Ajay Arora, who has been the senior executive officer (SEO) of Morgan Gatsby Limited (MGL) since March 2013, has also been restricted from performing any functions related to financial services in or from the DIFC, a statement said.
As SEO, he had ultimate responsibility for the day-to-day management, supervision and control of MGL’s financial services business.
However, Arora “executed client transactions without authorisation and engaged in misleading and deceptive conduct towards those clients and the DFSA”, the statement added.
He allegedly provided false or misleading information about effected transactions to two clients. One of the transactions was carried out despite the client having given explicit instructions to the contrary, the DFSA said.
He “contravened the DFSA’s principles for authorised individuals by failing to observe high standards of integrity and fair dealing”, it added.

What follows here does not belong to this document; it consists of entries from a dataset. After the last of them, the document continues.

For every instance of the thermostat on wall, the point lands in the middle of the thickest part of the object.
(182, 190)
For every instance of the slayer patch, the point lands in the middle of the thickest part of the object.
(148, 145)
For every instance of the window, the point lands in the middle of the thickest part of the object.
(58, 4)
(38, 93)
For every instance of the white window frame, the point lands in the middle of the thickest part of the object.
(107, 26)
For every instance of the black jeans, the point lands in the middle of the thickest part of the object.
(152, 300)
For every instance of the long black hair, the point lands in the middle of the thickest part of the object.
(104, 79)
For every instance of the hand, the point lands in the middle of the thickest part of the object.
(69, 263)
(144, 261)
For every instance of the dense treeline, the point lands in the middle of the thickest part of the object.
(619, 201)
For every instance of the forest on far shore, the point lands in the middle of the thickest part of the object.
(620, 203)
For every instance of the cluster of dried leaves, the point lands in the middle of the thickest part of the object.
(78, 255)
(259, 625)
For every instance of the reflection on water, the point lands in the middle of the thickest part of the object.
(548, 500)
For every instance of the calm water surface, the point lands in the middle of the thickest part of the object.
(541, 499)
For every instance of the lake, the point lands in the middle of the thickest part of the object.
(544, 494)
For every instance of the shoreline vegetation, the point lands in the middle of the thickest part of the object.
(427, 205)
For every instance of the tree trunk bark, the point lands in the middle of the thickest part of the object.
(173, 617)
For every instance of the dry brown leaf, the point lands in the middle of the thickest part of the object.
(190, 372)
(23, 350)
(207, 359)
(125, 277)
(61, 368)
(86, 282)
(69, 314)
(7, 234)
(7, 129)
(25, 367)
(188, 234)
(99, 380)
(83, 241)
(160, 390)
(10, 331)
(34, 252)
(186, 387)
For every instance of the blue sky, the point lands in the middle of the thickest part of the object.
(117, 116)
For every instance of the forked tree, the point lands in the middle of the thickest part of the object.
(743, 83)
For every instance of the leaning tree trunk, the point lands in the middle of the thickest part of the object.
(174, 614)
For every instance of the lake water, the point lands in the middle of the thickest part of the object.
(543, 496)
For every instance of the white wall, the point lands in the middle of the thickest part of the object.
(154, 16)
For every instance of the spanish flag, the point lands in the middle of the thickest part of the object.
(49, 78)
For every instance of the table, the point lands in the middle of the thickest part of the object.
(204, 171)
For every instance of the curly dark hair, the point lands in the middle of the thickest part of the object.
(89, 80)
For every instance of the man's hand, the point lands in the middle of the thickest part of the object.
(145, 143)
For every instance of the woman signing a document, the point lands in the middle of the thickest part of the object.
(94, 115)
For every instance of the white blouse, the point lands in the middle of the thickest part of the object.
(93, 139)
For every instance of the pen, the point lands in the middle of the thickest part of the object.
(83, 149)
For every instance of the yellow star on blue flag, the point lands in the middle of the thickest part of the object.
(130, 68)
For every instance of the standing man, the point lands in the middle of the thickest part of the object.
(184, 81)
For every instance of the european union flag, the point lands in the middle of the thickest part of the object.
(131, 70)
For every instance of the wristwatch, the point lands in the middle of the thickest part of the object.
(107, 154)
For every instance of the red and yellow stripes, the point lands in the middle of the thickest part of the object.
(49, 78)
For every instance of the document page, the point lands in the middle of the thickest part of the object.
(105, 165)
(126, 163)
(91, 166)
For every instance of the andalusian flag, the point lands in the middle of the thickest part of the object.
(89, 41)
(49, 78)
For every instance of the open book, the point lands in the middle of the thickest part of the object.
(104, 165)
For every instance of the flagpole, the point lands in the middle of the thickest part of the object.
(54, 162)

The authority also alleged that Arora and MGL “continued to engage in misconduct, despite concerns about rule breaches being brought to his attention on numerous occasions from 2016 onward by both the DFSA and MGL’s compliance function”.
He did not take sufficient action to stop the misconduct or to improve the firm’s systems and controls.
The executive was also found to breach DFSA legislation through his involvement in MGL’s operations including:
· Illegal promotion of an unregulated foreign fund
· Failure to comply with certain restrictions on business and dealing with property imposed by the DFSA in May 2018
· Failure to properly classify a client and to conduct the necessary enquiries into the client’s source of funds and rationale for entering into transactions
· Failure to ensure that MGL’s board of directors was provided with accurate information
Arora also failed to keep the investigation confidential and provided misleading and deceptive information to DFSA, it added.
The DFSA said it considered Arora’s request for a reduction in the amount of the fine on the grounds of financial hardship and agreed to reduce the amount. Arora also agreed to settle the DFSA’s action at an early stage of the DFSA investigation and, therefore, qualified for a reduction of the fine under the DFSA’s policy for early settlement.
Were it not for the reductions for financial hardship and for early settlement, the DFSA would have imposed a fine of $187,500 (approximately Dhs689,000), the regulator added.
Bryan Stirewalt, CEO of the DFSA, said: “We hold authorised individuals, particularly SEOs, to the highest standards of integrity in discharging their responsibilities for the management, supervision and control of an authorised firm. The DFSA will take strong action against individuals who breach the DFSA’s legislation and will pursue stronger action yet where misconduct continues despite warnings”.